What can we achieve by the end of the year? Hopefully upstereamed GNU toolchain and QEMU. More mature Clang/LLVM support, upstreamed OS support, Debian/RISC-V port, start thinking about Android and a real-time OS.
How do we get there? We need to recruit more RISC-V developers and make it easier for people to get started by producing more docs and specifications.
Right now, the RISC-V Github has had 48 contributors from a wide range of Universities, companies and OSS projects.
We should present talks and tutorials at developer conferences and local user group meetings.
If you have local patches, upstream them!

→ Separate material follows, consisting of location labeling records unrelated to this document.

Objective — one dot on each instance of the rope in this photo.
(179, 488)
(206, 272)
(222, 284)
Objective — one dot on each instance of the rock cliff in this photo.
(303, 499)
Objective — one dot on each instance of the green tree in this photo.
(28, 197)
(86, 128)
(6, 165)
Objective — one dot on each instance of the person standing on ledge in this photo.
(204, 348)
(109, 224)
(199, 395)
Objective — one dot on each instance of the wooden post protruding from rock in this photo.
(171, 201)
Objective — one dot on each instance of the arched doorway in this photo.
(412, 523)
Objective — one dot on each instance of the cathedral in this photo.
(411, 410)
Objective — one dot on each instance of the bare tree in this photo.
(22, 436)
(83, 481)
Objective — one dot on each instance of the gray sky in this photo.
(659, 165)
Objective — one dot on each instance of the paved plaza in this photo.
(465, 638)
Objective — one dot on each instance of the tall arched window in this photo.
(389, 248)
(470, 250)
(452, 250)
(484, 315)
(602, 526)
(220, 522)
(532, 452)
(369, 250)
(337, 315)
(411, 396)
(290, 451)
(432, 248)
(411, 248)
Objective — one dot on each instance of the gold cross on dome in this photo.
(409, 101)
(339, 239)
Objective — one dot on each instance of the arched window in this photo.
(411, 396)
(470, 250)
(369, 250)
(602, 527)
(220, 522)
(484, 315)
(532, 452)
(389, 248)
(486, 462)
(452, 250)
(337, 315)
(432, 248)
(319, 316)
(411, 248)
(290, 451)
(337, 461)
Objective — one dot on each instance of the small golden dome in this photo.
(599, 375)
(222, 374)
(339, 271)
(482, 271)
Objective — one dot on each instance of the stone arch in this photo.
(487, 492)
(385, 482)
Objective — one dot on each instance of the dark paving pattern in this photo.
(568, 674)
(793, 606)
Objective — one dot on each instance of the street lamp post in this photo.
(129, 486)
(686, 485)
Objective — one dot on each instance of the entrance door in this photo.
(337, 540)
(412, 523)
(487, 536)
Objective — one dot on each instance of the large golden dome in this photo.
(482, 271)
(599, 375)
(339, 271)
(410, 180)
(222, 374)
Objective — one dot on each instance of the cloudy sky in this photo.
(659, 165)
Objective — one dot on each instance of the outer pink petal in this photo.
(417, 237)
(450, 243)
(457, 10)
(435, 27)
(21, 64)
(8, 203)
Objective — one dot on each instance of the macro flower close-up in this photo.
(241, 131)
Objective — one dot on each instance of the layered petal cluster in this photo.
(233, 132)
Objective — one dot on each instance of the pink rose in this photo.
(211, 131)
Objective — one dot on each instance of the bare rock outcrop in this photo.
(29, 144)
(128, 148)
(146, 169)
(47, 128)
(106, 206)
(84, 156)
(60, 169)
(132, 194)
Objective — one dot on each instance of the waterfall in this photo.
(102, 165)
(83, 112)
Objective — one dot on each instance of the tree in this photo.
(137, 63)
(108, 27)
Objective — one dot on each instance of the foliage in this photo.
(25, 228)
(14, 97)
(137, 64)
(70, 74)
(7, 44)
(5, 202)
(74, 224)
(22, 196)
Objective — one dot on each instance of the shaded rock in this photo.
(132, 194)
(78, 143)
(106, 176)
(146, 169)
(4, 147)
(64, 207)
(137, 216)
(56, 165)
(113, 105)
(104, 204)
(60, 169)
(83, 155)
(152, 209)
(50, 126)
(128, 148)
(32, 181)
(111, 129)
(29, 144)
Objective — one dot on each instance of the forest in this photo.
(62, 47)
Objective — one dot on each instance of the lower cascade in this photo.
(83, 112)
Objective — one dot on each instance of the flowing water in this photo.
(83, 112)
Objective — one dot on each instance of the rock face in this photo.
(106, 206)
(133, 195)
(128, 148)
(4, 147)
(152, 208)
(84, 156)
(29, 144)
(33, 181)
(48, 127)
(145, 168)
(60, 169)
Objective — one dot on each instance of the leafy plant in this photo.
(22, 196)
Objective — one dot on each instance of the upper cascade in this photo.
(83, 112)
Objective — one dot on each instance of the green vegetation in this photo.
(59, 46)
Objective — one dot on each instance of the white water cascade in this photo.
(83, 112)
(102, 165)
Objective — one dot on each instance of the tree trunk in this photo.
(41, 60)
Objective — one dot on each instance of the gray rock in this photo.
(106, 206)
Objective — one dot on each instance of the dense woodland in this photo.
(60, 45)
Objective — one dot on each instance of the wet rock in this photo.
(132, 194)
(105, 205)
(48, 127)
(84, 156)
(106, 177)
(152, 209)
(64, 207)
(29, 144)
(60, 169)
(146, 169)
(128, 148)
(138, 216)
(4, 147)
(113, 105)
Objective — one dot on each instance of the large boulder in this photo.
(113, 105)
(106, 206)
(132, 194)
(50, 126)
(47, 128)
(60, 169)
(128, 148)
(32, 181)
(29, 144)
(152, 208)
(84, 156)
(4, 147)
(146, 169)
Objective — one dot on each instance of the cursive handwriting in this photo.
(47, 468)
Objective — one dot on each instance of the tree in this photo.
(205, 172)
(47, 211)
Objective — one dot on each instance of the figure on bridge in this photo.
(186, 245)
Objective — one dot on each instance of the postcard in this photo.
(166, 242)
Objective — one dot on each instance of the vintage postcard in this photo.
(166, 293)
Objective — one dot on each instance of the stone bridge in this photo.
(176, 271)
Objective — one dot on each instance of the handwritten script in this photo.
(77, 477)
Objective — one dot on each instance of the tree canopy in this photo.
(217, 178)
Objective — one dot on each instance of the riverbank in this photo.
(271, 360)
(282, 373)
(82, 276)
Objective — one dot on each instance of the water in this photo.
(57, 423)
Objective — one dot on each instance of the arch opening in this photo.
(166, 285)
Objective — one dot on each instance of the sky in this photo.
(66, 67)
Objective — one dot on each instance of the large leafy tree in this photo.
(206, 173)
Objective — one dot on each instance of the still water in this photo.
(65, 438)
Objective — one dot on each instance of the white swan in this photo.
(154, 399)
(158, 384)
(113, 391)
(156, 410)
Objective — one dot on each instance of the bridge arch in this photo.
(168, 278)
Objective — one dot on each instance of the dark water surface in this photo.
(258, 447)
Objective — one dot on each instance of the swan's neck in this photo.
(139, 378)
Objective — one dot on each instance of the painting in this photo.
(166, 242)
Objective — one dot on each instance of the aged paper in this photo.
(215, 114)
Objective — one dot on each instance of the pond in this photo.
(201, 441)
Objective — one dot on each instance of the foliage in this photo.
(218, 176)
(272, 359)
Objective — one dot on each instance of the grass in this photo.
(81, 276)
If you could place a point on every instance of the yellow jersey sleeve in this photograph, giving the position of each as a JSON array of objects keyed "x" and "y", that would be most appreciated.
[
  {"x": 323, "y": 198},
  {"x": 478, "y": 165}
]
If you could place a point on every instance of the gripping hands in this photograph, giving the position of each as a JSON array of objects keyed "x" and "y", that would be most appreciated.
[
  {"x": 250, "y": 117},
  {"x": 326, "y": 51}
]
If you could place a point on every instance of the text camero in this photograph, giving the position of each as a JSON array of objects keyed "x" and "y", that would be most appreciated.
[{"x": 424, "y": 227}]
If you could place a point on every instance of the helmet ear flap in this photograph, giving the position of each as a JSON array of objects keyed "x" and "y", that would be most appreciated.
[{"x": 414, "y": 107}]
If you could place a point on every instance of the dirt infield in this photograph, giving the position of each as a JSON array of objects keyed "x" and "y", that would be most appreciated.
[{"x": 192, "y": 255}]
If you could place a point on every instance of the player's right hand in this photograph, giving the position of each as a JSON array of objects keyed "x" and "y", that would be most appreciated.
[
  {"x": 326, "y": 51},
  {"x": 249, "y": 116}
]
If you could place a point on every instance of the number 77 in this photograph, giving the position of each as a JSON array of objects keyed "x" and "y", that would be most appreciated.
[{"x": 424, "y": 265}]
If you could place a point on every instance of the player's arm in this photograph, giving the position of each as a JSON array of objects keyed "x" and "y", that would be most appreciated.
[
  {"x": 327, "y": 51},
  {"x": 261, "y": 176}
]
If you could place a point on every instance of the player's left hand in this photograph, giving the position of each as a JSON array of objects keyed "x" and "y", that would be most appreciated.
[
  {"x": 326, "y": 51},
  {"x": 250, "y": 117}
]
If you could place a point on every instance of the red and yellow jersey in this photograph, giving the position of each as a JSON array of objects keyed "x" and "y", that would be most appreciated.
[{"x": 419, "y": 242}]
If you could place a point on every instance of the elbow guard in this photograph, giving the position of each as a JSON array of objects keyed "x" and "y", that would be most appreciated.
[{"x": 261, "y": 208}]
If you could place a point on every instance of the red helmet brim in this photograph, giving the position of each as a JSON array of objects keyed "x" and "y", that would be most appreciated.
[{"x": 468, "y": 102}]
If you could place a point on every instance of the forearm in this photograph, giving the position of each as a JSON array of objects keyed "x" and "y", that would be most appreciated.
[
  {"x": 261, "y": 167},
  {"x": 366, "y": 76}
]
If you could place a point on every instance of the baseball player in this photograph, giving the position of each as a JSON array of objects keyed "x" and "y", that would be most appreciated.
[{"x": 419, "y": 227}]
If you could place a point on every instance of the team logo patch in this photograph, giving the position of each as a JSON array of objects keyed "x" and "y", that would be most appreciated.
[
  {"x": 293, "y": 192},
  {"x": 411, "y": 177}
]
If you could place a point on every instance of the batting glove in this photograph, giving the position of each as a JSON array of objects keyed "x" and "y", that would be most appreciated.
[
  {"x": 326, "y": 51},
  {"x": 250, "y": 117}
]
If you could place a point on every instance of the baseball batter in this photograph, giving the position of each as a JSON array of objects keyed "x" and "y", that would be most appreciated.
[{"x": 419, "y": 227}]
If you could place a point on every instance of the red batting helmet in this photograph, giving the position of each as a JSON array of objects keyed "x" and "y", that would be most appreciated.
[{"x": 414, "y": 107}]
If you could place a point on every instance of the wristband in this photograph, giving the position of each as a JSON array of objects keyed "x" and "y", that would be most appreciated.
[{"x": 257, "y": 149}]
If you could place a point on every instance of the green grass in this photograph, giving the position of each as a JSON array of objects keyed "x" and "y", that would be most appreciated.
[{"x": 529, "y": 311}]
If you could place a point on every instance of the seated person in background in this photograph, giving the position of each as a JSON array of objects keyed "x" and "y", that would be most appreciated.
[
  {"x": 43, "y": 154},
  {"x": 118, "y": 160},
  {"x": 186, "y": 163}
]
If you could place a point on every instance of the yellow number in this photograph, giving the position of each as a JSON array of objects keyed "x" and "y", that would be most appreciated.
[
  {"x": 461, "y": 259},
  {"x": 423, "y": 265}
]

How to attract developers? Could fund developers/projects via the Foundation, apply to be a Google Summer of Code mentoring organization, update the list of open bugs and future requests on github and track contribution statistics.
We can make it much easier for people to get started by building Debian packages, upstreaming, and providing regular binary snapshots.
Spike is great for prototyping hardware features, but QEMU is a better tool for software development and a critical part of the RISC-V software story.
There’s more to specify. e.g. a platform specification (e.g. ARMv8 Server Base System Architecture), boot architecture (look at the ARMv8 Server Base Boot Requirements), RISC-V ABI, hypervisor, security.
Useful documents include a RISC-V Assembly Guide, some equivalent of the ARM Cortex-A Programmer’s Guide, and a New Contributor’s Guide.